New Castle, Kent and Sussex Counties, Pennsylvania

The area now known as Delaware became owned by William Penn, the Quaker owner of Pennsylvania. In contemporary documents from the early Revolutionary period, the area is generally referred to as "The Three Lower Counties on the Delaware River" (Lower Counties on Delaware) or by the names of the three counties, all of which retained linguistic and cultural connections to those of Maryland; New Castle, which related well to North East England's Newcastle as the defunct Durham County, Maryland (both Newcastle and Durham were relatively close to the Calvert regional identity as that of Northern England--and as landlords in County Longford, of the Irish Midlands, their barony shared some characteristics with the earlier English Catholic plantation by Mary I of England and Philip II of Spain in Queen's and King's counties), while Kent was contiguous with neighboring Kent County, Maryland and Sussex generally held a similar origin to Sussex County, Virginia, being the furthest removed from Penn's colony. The term "Lower Counties" refers to the fact that they were below the fall line, or farther downstream, on the Delaware River than the counties constituting and integrally within Pennsylvania proper, such as Philadelphia, Chester and Bucks counties.

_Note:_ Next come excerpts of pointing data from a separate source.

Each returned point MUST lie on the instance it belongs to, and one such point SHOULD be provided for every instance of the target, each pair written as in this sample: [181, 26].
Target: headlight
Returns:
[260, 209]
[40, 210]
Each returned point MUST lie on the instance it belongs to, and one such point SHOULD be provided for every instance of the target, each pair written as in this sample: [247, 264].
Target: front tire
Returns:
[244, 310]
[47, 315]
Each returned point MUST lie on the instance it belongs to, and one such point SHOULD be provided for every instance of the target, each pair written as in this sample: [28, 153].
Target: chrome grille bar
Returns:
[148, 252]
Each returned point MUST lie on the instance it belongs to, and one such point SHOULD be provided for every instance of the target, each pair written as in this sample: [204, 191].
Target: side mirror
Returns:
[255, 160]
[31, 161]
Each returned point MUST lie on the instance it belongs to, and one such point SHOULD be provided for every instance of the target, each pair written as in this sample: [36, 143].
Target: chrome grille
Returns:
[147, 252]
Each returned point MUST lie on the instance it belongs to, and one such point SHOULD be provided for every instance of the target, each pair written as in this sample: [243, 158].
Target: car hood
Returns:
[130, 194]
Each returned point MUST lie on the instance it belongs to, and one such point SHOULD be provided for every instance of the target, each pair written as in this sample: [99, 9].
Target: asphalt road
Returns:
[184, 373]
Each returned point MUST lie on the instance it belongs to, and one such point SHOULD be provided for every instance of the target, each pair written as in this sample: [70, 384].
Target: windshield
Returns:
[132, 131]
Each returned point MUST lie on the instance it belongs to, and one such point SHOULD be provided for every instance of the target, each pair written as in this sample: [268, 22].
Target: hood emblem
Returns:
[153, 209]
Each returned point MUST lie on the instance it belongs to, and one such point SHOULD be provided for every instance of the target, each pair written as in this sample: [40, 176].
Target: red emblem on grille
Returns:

After William Penn was granted the province of Pennsylvania by King Charles II in 1681, he asked for and later received the lands of Delaware from the Duke of York. Penn had a very hard time governing Delaware because the economy and geology was largely the same as that of the Chesapeake. He attempted to merge the governments of Pennsylvania and the lower counties of Delaware. Representatives from both areas clashed heavily and in 1701 Penn agreed in having two separate assemblies. Delawareans would meet in New Castle and Pennsylvanians would gather in Philadelphia. Delaware, like Philadelphia and unlike Maryland, continued to be a melting pot of sorts and was home to Swedes, Finns, Dutch, French, in addition to the English who constituted the dominant culture.